However, the celebration as it is today, no longer addresses the important agricultural problems of the nation. It only scratches the surface of the problems, leaving the real issues staring us in the face.

There is therefore the urgent need for us to go back to the drawing board to repackage the celebration in order to address the emerging agricultural problems of the country, otherwise the new problems related to the sector would develop to become another set of problems for the country in future.

Perhaps, the strongest challenge for the nation is how to encourage Ghanaian farmers to undertake large-scale rice farming to reduce rice imports.
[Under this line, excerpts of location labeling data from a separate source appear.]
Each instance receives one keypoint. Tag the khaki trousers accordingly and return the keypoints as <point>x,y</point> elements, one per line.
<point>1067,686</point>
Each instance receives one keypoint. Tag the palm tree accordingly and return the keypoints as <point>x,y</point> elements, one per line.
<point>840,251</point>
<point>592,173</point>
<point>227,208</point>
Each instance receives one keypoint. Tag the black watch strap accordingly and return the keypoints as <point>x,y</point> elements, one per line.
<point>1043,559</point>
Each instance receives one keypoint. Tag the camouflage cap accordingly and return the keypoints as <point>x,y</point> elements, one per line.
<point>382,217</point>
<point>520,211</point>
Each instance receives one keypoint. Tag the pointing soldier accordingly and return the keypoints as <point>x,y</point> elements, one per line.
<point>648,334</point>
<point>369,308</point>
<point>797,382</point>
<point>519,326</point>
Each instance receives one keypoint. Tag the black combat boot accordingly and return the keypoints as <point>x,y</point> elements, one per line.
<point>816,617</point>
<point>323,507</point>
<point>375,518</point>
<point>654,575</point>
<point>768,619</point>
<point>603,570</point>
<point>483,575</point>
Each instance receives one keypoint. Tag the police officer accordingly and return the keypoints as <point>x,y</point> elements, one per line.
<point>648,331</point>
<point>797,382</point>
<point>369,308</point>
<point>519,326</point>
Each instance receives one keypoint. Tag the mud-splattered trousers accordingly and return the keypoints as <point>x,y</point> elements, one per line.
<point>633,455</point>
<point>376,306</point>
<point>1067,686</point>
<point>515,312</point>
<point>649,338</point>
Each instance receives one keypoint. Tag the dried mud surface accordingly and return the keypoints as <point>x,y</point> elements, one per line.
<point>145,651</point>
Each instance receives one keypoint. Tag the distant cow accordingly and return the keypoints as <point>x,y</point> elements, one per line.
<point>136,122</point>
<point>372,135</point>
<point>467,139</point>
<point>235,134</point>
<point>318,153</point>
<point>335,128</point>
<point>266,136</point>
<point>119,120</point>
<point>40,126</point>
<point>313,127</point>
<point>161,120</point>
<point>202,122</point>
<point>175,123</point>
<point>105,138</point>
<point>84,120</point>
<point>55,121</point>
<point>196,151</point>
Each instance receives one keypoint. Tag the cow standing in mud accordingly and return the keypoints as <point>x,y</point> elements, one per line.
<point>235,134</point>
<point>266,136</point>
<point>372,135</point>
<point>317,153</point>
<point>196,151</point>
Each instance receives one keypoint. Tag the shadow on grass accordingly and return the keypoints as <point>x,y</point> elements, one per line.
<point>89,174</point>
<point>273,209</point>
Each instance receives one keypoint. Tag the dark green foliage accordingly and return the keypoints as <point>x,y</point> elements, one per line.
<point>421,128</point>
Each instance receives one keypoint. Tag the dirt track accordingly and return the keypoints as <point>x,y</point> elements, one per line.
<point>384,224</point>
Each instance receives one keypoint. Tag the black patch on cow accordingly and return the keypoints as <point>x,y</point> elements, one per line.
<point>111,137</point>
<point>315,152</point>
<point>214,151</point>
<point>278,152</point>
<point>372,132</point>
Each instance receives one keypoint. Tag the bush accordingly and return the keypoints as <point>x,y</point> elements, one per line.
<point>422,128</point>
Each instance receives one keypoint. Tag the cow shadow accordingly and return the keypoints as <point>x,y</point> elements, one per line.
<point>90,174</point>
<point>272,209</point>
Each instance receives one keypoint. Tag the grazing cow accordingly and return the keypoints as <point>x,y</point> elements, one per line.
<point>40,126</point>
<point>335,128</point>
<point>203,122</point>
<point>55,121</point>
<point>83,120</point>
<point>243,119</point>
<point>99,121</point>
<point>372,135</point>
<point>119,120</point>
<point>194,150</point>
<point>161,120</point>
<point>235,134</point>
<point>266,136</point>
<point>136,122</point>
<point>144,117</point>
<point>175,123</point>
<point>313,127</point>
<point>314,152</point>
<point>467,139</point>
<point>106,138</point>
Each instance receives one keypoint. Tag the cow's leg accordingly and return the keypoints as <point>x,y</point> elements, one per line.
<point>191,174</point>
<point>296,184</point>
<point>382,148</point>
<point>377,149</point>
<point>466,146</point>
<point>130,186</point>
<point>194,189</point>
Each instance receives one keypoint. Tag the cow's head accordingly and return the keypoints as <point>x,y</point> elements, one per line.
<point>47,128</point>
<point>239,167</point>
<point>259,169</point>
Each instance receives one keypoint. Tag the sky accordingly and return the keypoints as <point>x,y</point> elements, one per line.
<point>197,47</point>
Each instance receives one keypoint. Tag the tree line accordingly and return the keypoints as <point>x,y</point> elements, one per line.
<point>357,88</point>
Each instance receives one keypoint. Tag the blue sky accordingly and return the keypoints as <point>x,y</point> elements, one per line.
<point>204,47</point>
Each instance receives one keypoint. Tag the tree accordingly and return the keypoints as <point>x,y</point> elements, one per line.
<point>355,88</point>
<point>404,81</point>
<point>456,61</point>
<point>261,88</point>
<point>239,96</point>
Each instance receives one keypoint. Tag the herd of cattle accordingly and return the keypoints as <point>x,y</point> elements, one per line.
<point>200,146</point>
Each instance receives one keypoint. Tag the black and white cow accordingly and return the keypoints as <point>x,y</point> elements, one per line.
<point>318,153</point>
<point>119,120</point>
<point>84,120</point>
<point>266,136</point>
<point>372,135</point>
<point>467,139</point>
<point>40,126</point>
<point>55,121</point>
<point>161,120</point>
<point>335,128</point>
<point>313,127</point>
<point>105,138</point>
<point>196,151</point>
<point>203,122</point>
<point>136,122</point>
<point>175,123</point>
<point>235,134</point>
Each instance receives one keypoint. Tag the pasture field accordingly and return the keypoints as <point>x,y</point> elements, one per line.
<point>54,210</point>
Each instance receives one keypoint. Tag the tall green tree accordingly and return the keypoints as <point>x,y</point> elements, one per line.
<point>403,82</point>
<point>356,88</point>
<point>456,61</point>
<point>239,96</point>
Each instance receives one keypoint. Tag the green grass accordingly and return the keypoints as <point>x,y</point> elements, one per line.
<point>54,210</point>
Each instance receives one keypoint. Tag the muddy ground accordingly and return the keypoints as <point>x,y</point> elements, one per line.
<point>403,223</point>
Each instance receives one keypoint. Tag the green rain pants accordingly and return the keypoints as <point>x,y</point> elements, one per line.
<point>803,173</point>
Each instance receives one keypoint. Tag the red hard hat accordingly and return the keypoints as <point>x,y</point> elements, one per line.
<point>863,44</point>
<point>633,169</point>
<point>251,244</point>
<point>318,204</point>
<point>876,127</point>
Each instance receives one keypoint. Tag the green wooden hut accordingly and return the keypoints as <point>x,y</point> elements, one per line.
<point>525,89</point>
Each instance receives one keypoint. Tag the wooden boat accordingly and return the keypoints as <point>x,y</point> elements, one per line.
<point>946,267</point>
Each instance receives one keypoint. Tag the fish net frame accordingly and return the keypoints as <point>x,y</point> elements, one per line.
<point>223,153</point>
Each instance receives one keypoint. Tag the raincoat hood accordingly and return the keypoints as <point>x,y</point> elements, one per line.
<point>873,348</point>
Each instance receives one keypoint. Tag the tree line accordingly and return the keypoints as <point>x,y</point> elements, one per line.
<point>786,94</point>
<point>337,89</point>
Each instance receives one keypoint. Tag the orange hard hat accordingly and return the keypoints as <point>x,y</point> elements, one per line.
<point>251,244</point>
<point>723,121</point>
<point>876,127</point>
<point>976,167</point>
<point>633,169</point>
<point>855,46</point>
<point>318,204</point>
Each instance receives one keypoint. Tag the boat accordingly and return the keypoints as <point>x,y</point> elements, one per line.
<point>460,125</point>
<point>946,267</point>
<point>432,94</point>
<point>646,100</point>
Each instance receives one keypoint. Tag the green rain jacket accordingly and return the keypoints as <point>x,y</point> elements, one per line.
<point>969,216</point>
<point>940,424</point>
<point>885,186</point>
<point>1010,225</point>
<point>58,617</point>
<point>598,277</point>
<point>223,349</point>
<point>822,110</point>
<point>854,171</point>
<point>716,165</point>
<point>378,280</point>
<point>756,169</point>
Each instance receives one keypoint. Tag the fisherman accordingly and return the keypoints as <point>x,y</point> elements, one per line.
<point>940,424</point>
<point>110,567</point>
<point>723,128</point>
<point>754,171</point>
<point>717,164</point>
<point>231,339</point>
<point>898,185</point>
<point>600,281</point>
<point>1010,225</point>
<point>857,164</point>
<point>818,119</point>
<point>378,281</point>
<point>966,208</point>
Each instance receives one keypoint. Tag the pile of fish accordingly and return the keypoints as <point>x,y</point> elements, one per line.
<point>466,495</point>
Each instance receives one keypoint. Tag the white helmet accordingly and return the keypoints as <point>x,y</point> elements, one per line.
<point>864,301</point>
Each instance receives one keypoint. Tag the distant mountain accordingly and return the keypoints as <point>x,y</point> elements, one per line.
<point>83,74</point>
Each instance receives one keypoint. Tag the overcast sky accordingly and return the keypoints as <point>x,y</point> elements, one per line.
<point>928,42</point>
One would appreciate this particular problem more if one knows how much is spent in the importation of rice into the country annually.

The importation of rice forcefully brings to mind the way the Aveyime Quality Grain Project was allegedly awarded to a supposed foreign company as against the bid of a Ghanaian company.

It was the belief of many Ghanaians that if the multi-million dollar project was awarded to a competent Ghanaian company it could kick-start a rice production revolution in the country and perhaps the entire West African sub-region.
The Ministry of Food and Agriculture (MOFA) must therefore be honest in the award of that project so that the most qualified company with favourable terms would be awarded the contract.
After the failure of two foreign companies in rice production in the area, it would be logical for this particular project to be awarded to a local company which has rice production expertise and the requisite financial resources.

The production of rice as an international food has become very vital in the economy of every country.

It is important to note here that the country cannot stop rice importation suddenly; it must be a gradual process.

For instance, it could be reduced by 10 per cent for the first year, followed by 20 per cent reduction in the second year and so on and so forth.

The exercise must continue until the importation of rice is reduced to the barest minimum.

DAILY GUIDE appeals to government to appoint a committee to review the Farmers' Day celebration.